Fourth point: we need to have a intermediate NodeJS doing authentication before starting the algorithm

@ansjin
Copy link
Member

ansjin commented Apr 7, 2017

The problem here I am facing is that our algorithms use Java underneath and I was not able to find a way to use them with the Web App Linux(Preview). I tried using the docker container image to it but it seems to be not working. Here https://docs.microsoft.com/en-us/azure/app-service-web/app-service-linux-intro also they have not written anything about running a java app.

But with the same image if I use on the Linux VM it works fine. I have mailed them about this lets see what they reply.

About other things :

Currently our plan is to have different algorithms running on different VMs and one VM for the main application(get the WET file, parse them, pass it to algorithms and store back the results to DB).

I think the bottleneck for our application will not be the main application but the VMs on which the algorithms will be running. So we have to add the auto-scaling policy among those VMs based upon the CPU usage. Like if for a VM CPU usage has increased above 80% then add one more instance. Also on top of these VMs we then need to add a load-balancer so that the main application has a single address to send the data to and the load-balancer underneath takes care to send it to associated VMs.

Second point: Currently its like main application send the data to all the algorithms and the main application waits for their replies. It doesn't process the next query until it get replies within a particular time from all the algorithms. @SANDR00 can you confirm this ?

Third Point: I am not sure which service we will be using. Currently looks like the mix of both services so we have to check the scaling feature of both services.

Fourth Point: I am not sure about it. Do you mean something like a handshake mechanism between the main application and algorithm applications ?

@Sandr0x00
Copy link

Yes, but we can add multiple calls easily.
We use a queue and at the moment we do one call per algorithm at a time.

But we can "scale" that up. It's just config.

@simonzachau
Copy link
Contributor

simonzachau commented Apr 8, 2017

The limit for instances for scaling out web app on linux (preview) machines is 10. It doesn't matter if you turn on automatic scaling or set it manually. Regarding your question yesterday if automatic scaling works, I tried to test it but it's hard to see how many instances are actually running (there's only a number for the average over a set period of time). I also started an azure performance test which ran better with more instances. Just in case that automatic scaling does not work, we can just manually scale it out to the maximum (the mentioned 10 instances). Currently, I went with the S3 plan for scaling up.
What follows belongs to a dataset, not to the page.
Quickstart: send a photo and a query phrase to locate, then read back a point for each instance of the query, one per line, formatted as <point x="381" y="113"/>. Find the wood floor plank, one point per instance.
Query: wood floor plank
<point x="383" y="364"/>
So when scaling out to the maximum we have 10x S3. Since each algorithm can have its own app service (given that @ansjin is able to get former group3's algorithms to run on app services) we are able to give each app service the power the algorithm needs (e.g. the coreference algorithm might need 10 instances, a cheaper one might be fine with less instances). As far as I understood in the Microsoft presentation we were told that the instances are load balanced. So requests that we send to our algorithms services are automatically distributed. This is one of the advantages an app service has over manually configured VMs. Our main app is currently not scaled out.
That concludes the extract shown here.